The basic aim of the Lawful Business Practice Regulations is to set down, both explicitly and implicitly, those occasions when access to telephone calls and e-mails should be considered legal.
‘Allowable’ scenarios would include:
Monitoring policies out in the open
All that companies have to do is ensure that they inform their employees of their monitoring policies, clearly and well in advance of a new person being taken on. However, Colin Braziel suggests that companies – and, in particular, their security managers – must do more, regularly reminding staff that their e-mails could well be subjected to scrutiny.
Braziel’s message to managers is simple: “You should update yourself. It’s like everything else. A timely reminder. The purely educational side of the security equation.” Braziel firmly believes that the best way to educate is to cite a story from the national press – the Swire saga being a good case in point. After all, the consequences of failing to adopt an ‘open’ approach could be serious. Sacked employees could claim unfair dismissal at an industrial tribunal, stating that they had not been told of a monitoring policy.
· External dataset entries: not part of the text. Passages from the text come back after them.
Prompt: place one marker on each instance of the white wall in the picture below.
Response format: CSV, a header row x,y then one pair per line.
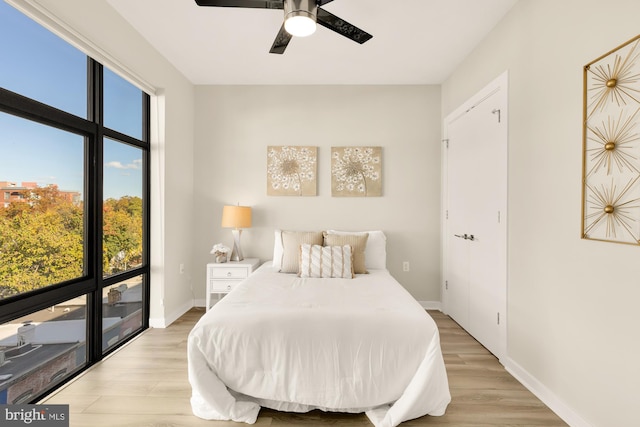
x,y
172,147
235,124
572,303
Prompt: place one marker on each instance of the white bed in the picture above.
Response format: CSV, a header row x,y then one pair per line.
x,y
295,344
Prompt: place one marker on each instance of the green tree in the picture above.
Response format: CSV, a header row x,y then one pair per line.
x,y
122,234
40,242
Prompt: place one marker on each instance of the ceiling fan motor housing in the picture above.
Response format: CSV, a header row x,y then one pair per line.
x,y
300,9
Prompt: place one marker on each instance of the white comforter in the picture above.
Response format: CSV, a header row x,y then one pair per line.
x,y
294,344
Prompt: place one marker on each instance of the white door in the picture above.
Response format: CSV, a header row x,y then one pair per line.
x,y
475,217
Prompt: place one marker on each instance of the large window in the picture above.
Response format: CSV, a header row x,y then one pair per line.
x,y
74,217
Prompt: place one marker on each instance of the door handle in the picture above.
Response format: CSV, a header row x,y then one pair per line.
x,y
466,236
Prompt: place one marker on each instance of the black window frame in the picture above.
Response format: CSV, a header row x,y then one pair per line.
x,y
92,282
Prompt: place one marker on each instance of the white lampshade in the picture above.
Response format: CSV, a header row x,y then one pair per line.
x,y
236,217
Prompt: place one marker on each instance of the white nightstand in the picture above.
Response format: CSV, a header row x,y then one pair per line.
x,y
223,277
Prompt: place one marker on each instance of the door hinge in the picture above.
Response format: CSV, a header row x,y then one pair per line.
x,y
497,111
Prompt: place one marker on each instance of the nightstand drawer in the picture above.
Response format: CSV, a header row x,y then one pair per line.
x,y
228,273
222,285
222,278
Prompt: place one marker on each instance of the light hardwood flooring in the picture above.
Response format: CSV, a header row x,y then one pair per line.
x,y
145,384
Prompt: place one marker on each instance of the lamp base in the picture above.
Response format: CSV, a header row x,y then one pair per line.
x,y
236,252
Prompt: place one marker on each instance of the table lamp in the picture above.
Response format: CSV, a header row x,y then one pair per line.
x,y
237,218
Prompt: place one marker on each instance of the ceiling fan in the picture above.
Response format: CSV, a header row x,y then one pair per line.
x,y
300,17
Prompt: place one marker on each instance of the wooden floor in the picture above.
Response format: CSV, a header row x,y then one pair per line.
x,y
145,384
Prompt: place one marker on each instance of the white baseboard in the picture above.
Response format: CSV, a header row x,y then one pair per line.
x,y
159,322
543,393
431,305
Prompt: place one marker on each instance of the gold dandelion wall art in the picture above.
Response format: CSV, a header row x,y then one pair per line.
x,y
292,170
356,171
611,146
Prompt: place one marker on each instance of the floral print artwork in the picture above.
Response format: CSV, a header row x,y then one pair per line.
x,y
291,170
356,171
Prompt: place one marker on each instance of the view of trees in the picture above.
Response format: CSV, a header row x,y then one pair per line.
x,y
42,236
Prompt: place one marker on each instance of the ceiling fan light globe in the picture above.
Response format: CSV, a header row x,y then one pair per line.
x,y
299,24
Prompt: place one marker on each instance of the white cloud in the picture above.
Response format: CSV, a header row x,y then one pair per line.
x,y
136,164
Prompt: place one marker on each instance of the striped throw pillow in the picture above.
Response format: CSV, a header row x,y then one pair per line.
x,y
326,261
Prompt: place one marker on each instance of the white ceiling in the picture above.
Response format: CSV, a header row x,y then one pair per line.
x,y
414,41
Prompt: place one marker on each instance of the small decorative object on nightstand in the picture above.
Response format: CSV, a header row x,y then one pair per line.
x,y
221,252
222,278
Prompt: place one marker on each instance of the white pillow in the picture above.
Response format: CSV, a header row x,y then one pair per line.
x,y
326,261
375,255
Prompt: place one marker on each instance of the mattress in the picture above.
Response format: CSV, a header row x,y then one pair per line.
x,y
298,344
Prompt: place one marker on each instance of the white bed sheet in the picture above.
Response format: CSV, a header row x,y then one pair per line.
x,y
296,344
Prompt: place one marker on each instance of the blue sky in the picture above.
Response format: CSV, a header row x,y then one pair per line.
x,y
37,64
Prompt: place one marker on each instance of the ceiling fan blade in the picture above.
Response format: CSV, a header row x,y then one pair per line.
x,y
342,27
281,42
255,4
In extremis, workers might sue a company under the terms of the Human Rights Act.
Review the Commissioner’s Code
Another piece of legislation that security managers will need to watch out for is the aforementioned Data Protection Commissioner’s draft Code of Practice.
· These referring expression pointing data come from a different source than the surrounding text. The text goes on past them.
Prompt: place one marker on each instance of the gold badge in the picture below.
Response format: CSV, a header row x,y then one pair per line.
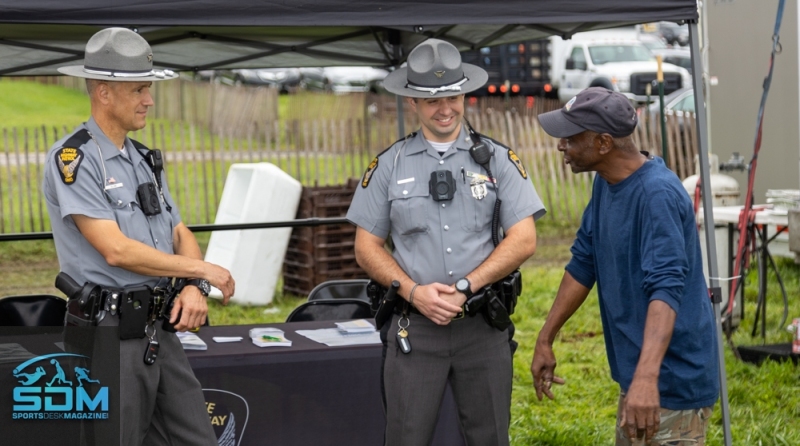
x,y
515,159
68,160
368,174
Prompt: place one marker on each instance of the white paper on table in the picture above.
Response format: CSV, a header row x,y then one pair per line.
x,y
332,337
227,338
191,341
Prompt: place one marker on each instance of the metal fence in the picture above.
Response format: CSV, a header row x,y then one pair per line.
x,y
316,152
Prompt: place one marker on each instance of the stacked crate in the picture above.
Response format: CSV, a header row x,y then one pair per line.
x,y
320,253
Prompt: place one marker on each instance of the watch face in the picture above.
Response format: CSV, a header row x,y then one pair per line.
x,y
205,287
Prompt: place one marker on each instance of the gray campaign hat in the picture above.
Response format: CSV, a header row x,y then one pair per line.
x,y
434,70
597,109
118,54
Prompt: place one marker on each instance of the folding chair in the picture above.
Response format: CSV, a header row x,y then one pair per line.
x,y
36,310
340,289
330,310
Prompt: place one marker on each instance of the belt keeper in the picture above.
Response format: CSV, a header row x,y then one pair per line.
x,y
411,294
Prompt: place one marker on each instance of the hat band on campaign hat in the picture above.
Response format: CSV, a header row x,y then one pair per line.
x,y
433,90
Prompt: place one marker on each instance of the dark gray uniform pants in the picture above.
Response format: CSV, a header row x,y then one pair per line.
x,y
162,404
473,356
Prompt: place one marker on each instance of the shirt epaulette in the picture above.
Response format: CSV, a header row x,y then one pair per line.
x,y
80,138
409,136
496,142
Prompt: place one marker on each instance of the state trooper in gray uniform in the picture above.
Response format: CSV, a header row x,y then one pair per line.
x,y
437,203
106,235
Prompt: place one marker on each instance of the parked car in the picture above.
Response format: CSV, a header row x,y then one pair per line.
x,y
315,79
355,79
678,103
284,79
673,33
681,57
610,59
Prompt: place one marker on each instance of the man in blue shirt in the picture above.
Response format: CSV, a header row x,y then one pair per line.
x,y
638,241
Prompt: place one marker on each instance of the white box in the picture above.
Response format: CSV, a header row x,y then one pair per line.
x,y
254,193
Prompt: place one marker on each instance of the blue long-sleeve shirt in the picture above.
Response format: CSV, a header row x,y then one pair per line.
x,y
638,240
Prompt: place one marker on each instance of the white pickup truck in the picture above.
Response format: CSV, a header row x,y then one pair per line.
x,y
613,60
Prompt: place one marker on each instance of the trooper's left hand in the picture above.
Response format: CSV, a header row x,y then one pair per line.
x,y
641,411
192,307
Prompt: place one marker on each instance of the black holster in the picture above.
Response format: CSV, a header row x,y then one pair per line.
x,y
385,307
500,300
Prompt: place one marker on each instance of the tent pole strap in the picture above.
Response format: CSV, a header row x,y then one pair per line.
x,y
401,116
708,218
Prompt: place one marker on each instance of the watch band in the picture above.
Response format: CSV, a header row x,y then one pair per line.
x,y
202,284
468,291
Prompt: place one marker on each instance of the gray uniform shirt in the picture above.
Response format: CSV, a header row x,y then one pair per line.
x,y
440,241
101,184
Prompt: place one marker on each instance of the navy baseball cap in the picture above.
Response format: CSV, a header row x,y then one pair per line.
x,y
597,109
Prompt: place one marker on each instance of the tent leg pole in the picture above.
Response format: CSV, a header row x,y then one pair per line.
x,y
401,116
708,218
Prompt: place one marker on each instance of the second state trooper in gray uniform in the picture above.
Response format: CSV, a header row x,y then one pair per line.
x,y
437,203
107,232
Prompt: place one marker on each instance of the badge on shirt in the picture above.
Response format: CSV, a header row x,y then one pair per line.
x,y
478,188
515,159
68,160
368,174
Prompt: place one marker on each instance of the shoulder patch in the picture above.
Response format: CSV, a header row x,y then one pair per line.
x,y
80,138
374,163
496,142
370,170
68,160
515,159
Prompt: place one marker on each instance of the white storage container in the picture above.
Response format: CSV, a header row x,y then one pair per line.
x,y
254,193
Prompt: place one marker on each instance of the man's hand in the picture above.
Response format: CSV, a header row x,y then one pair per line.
x,y
221,278
543,368
641,409
430,300
192,307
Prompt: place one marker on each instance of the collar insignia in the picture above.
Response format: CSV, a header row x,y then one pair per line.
x,y
368,174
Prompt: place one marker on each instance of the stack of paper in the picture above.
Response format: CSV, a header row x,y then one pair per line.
x,y
358,326
269,337
191,341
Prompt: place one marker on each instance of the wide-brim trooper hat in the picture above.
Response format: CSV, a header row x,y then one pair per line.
x,y
118,54
434,70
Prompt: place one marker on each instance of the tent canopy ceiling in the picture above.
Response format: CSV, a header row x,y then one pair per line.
x,y
37,36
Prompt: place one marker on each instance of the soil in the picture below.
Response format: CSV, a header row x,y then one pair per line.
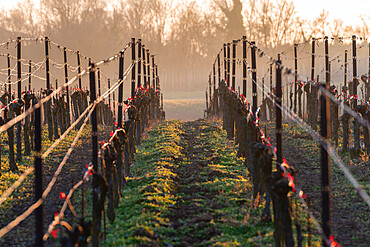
x,y
24,233
189,218
350,221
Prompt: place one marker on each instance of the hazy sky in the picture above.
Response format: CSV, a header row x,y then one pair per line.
x,y
348,11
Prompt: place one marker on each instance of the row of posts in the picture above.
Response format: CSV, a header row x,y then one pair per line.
x,y
143,61
325,128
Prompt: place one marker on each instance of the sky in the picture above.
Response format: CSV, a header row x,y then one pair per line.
x,y
348,11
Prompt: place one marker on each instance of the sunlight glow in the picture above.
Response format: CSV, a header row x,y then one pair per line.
x,y
349,12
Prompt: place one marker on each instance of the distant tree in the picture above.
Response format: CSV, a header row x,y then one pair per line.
x,y
234,26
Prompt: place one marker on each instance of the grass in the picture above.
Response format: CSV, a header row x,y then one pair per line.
x,y
26,188
145,214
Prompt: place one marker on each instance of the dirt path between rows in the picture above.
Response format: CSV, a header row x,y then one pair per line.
x,y
24,233
349,225
195,209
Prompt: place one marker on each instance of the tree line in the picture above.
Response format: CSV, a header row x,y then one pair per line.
x,y
184,34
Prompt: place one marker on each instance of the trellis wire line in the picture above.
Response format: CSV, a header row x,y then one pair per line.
x,y
29,170
328,147
11,71
61,66
60,216
60,47
26,78
26,213
290,71
42,101
23,216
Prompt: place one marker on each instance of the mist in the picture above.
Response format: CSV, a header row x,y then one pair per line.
x,y
184,37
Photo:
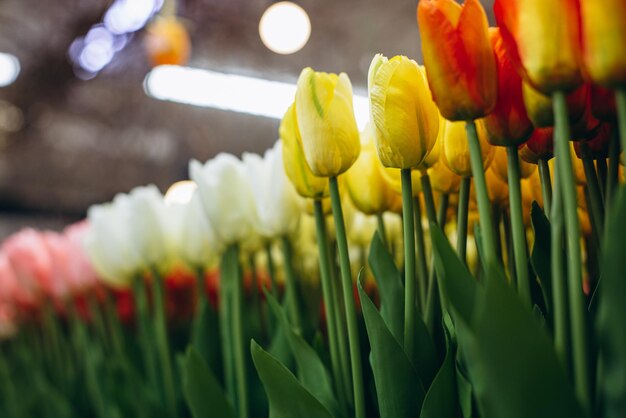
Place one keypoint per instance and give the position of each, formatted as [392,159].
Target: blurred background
[85,114]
Philip Jones, an adviser from the Data Protection Registrar, says: “It’s simply not the case that businesses should always be denied access to employee e-mails. There may well be circumstances when security or IT managers must access them. Financial transactions and suspected cases of harassment or bullying in the workplace are good examples.” Jones adds: “Employers should have a clear and sensible policy that must be concisely explained to employees such that they know what’s going on in a given firm.” That’s the main thrust of the Data Protection Commissioner’s Code. The Lawful Business Practice Regulations are no different from the Data Protection Act in that they do not require the consent of employees to have their e-mails intercepted. That said, it must be explained to individual employees that, under certain circumstances, it may be necessary to do so.
Government perspectives
The Government is clearly keen to ensure businesses are aware of the issues. Last year, it embarked on the GB pound 1 billion scheme ‘UK Online’. This includes an agenda for ‘e-Government’, and elaborates on concerns that safeguards must be built-in to Internet e-mail regulations as a way of protecting privacy.
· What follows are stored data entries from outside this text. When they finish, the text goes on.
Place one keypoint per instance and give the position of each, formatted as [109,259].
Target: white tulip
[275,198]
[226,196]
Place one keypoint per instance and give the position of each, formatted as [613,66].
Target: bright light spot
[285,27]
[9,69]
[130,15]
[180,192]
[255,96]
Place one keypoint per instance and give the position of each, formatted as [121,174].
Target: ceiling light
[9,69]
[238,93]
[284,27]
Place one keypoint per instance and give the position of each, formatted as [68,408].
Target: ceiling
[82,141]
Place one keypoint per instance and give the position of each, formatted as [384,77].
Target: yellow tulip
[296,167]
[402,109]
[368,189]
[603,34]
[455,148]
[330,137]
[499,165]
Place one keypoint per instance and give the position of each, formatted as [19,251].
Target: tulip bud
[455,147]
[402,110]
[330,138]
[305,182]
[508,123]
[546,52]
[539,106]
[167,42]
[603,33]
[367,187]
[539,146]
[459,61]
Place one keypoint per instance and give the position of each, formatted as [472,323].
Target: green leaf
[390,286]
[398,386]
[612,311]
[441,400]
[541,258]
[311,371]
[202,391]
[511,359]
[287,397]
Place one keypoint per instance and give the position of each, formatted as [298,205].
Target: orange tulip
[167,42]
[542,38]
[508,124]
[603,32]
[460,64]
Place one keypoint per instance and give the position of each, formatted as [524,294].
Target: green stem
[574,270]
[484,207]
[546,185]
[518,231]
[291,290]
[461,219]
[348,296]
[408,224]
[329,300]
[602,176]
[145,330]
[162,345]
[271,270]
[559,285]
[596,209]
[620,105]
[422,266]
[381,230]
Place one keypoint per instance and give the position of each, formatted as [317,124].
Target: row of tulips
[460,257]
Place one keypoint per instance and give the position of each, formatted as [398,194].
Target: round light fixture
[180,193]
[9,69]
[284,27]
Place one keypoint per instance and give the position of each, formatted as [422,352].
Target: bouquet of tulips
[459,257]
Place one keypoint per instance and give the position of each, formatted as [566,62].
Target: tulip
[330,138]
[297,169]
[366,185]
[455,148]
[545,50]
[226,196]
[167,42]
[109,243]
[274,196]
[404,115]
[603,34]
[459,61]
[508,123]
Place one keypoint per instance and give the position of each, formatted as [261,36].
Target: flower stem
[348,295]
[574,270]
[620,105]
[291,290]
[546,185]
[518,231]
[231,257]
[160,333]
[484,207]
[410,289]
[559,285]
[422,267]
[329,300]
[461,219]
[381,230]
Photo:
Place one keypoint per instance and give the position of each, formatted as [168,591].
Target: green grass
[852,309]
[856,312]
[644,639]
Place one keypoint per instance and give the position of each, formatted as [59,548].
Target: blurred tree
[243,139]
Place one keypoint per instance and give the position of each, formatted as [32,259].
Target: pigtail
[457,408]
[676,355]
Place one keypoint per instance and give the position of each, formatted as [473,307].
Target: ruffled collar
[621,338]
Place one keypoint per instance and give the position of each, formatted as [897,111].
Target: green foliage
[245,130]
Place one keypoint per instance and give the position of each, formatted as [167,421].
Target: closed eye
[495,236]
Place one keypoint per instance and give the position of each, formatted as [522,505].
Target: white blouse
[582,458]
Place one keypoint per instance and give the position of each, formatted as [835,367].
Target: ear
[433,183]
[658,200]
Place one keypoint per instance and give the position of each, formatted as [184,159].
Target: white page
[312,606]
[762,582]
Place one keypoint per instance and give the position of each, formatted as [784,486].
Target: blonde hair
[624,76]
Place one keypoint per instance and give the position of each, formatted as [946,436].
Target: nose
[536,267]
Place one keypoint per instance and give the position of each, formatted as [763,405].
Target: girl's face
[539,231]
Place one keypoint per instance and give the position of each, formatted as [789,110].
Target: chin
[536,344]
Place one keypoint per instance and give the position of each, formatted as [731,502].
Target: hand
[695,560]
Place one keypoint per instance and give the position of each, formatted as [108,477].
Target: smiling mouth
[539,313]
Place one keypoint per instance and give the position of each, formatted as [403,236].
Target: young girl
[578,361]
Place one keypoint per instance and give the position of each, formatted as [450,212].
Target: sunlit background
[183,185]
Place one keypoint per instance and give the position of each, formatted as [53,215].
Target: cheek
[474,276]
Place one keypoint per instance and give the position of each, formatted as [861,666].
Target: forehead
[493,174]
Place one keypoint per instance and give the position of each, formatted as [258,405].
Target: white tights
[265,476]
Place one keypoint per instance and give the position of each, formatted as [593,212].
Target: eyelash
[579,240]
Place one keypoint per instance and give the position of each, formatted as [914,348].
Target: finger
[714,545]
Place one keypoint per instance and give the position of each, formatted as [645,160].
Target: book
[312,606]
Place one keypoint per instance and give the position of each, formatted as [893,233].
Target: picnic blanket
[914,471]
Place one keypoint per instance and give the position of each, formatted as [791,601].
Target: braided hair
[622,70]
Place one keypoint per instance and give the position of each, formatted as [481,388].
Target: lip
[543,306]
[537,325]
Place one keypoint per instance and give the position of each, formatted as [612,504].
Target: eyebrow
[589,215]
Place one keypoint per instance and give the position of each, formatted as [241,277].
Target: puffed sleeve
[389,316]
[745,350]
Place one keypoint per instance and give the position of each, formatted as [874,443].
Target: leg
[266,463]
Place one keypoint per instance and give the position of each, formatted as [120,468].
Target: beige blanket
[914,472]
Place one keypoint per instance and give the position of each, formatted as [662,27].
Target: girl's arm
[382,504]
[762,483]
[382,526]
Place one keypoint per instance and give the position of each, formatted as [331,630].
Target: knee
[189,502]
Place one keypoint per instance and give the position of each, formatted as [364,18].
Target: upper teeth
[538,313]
Speaking at a debate in the House of Lords, Leader of the House Baroness Jay said: “Data sharing is key to modernising Government in the UK, facilitating the seamless electronic delivery of Government services, reducing fraud and encouraging e-commerce.” With this in mind, the Government’s Performance and Innovation Unit (ie the Cabinet Office’s very own ‘think tank’) has been tasked to draw up a report on the privacy and data sharing arena. The results, due for publication in the Spring, should make for an interesting read.